Link to relevant study record(s)

Description of key information

Short description of key information on bioaccumulation potential result: 
The metabolism of quinoline has been extensively studied. Some evidences show that the pathway that lead to the mutagenic/carcinogenic properties of quinoline involves an epoxide in 2-3 position. 2 other detoxication ways are known.
Quinoline is absorbed through the gastro-intestinal tract and metabolites are found in urine.

Key value for chemical safety assessment

Bioaccumulation potential:
no bioaccumulation potential

Additional information

No standard toxicokinetics study has been identified for quinoline. The main purpose of the studies was to identify the active (mutagen) metabolite and /or metabolic pathway. To achieve this, the in vitro metabolism has been studied with liver fractions (S9 or microsomes) from different species and in different induction conditions. Some studies were also based on the identification of the metabolite by mutagenicity tests.

Quinoline is metabolized through different pathways: one leading to the 5,6 -dihydrodiol derivatives which is a desactivation way, another one produces quinoline -N oxide and the third one, which is the activation pathway, involves an epoxidation in position 2 -3. This epoxide is able to interact with nucleic acids. The next step of this way is the production of 3 -OH quinoline. 2 -OH quinoline has also been found.

The critical position for the mutagenic / carcinogenic property was confirmed to be in position 2 -3, by a screening carcinogenicity test, mutagenicity test and also by preventing the epoxide formation by substitution (fluoro-, chloro-) of quinoline.

The other epoxide formed on the position 5,6 of the benzene moiety, is not mutagenic and substitution with fluorine for instance, showed that this epoxide is not involved in the mutagenic/carcinogenic properties of quinoline.

CYP2A6 has been shown to be implicated in the formation of quinoline N-oxide by human microsomes. The same isoenzyme is responsible for the formation of 5,6 -dihydrodiol (in rat and human microsomes).
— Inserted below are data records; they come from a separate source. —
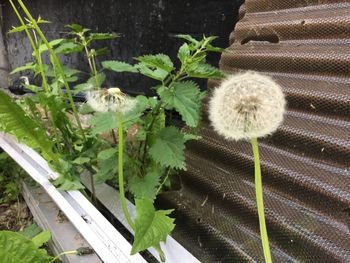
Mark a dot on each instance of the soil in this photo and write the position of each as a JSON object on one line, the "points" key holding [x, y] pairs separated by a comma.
{"points": [[15, 216]]}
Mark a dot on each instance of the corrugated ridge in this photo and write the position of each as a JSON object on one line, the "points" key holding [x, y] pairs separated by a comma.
{"points": [[304, 46], [273, 5]]}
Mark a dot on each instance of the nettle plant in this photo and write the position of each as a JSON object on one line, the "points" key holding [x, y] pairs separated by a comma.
{"points": [[146, 150]]}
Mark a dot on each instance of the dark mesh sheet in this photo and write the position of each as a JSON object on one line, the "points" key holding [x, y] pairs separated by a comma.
{"points": [[305, 46]]}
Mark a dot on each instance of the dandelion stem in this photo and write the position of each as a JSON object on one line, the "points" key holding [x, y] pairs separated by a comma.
{"points": [[260, 202], [120, 171]]}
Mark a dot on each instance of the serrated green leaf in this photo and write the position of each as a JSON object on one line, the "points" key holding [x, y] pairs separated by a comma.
{"points": [[102, 36], [28, 66], [16, 248], [16, 122], [102, 51], [189, 137], [98, 80], [53, 43], [68, 48], [42, 238], [103, 122], [144, 187], [203, 70], [160, 61], [151, 226], [82, 88], [77, 28], [81, 160], [107, 154], [118, 66], [168, 149], [185, 98], [158, 74], [183, 53]]}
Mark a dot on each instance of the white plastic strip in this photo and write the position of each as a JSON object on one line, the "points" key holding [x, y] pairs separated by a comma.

The formation of 3 -OH quinoline is caused by CYP2E1, and the production of this metabolite is higher in rat than in human microsomes. Some differences may exist in the metabolism profile of the rat and of the humans.

The transformation of epoxide to the diol metabolite is catalized by epoxide hydrolase in human microsomes. The role of this enzyme in rat is not clear, controversial results have been obtained.

The metabolite profile of quinoline is strongly dependent on the inducers. This fact is also confirmed by mutagenicity tests (see the part 7.6).

The absorption/excretion of quinoline has been studied in rabbit. Quinoline is absorbed through the gastro-intestinal tract and metabolites are found in urine within 24 after the administration. Nothing is known about the distribution and the full excretion pattern has not been examinated.

As quinoline is a weak base with a pKa around 5, the absorption is likely to take place in the small intestine rather than in the stomach.

According to effect acute toxic effects of quinoline, dermal absorption is possible but the extent is about 5-fold less important than by the oral route on the basis of the LD50 values.